Adding to Fabios comments:
Memory is your second concern, not your first. The purpose of a threadpool is usually to constrain the context switching overhead between threads that want to run concurrently, ideally to the number of CPU cores available.
A context switch is very expensive, often quoted at a few thousand to 10,000+ CPU cycles.
A little test on WinXP (32 bit) clocks in at about 15k private bytes per thread (999 threads created). This is the initial commited stack size, plus any other data managed by the OS.
If you're using Vista or Win2k8 just use the native Win32 threadpool API. Let it figure out the sizing. I'd also consider partitioning types of workloads e.g. CPU intensive vs.
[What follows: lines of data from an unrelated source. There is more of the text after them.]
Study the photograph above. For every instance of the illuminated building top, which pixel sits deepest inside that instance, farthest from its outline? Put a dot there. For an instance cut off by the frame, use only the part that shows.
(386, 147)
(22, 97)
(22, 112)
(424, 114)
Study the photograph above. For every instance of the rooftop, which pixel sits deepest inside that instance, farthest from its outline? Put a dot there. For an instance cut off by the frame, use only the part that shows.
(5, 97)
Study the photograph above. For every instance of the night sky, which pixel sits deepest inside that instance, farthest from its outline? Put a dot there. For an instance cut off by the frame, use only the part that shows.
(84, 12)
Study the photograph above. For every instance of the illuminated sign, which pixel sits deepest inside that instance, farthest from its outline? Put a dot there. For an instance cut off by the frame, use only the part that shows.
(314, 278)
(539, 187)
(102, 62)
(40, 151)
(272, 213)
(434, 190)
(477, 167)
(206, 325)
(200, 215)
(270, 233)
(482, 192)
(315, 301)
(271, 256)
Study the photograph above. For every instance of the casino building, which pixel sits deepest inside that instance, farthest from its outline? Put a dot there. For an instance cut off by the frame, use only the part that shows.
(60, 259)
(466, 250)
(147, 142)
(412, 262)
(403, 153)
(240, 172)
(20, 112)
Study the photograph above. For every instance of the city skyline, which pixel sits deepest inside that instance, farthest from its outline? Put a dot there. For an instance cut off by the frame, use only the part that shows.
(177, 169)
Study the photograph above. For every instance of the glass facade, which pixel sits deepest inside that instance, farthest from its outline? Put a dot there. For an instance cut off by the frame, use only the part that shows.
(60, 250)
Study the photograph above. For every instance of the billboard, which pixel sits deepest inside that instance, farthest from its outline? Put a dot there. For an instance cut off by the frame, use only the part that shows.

Disk I/O into different pools.
MSDN Threadpool API docs
http://msdn.microsoft.com/en-us/library/ms686766(VS.85).aspx
I think you'd have a hard time detecting any impact of making this kind of a change to working code - 20 threads down to 5. And then add on the added complexity (and overhead) of managing the thread pool. Maybe worth considering on an embedded system, but Win32?
And you can set the stack size to whatever you want.
This depends highly on the system:
But usually, each processes is independent. Usually the system scheduler makes sure that each processes gets equal access to the available processor. Thus a multi threaded application time is multiplexed between the available threads.
Memory allocated to a thread will affect the memory available to the processes but not the memory available to other processes. A good OS will page out unused stack space so it is not in physical memory. Though if your threads allocate enough memory while live you could cause thrashing as each processor's memory is paged to/from secondary device.
I doubt a sleeping thread has any (very little) impact on the system.
It is not using any CPU
Any memory it is using can be paged out to a secondary device.
I guess this can be measured quite easily.
Get the amount of resources used by the system before creating a thread
Create a thread with default system values (default heap size and others)
Get the amount of resources after creating a thread and make the difference (with step 1).
Note that some threads need to be specified different values than the default ones.
You can try and find an average memory use by creating various number of threads (step 2).
The memory allocated by the OS when creating a thread consists of threads local data: TCB TLS ...
From wikipedia: "Threads do not own resources except for a stack, a copy of the registers including the program counter, and thread-local storage (if any)."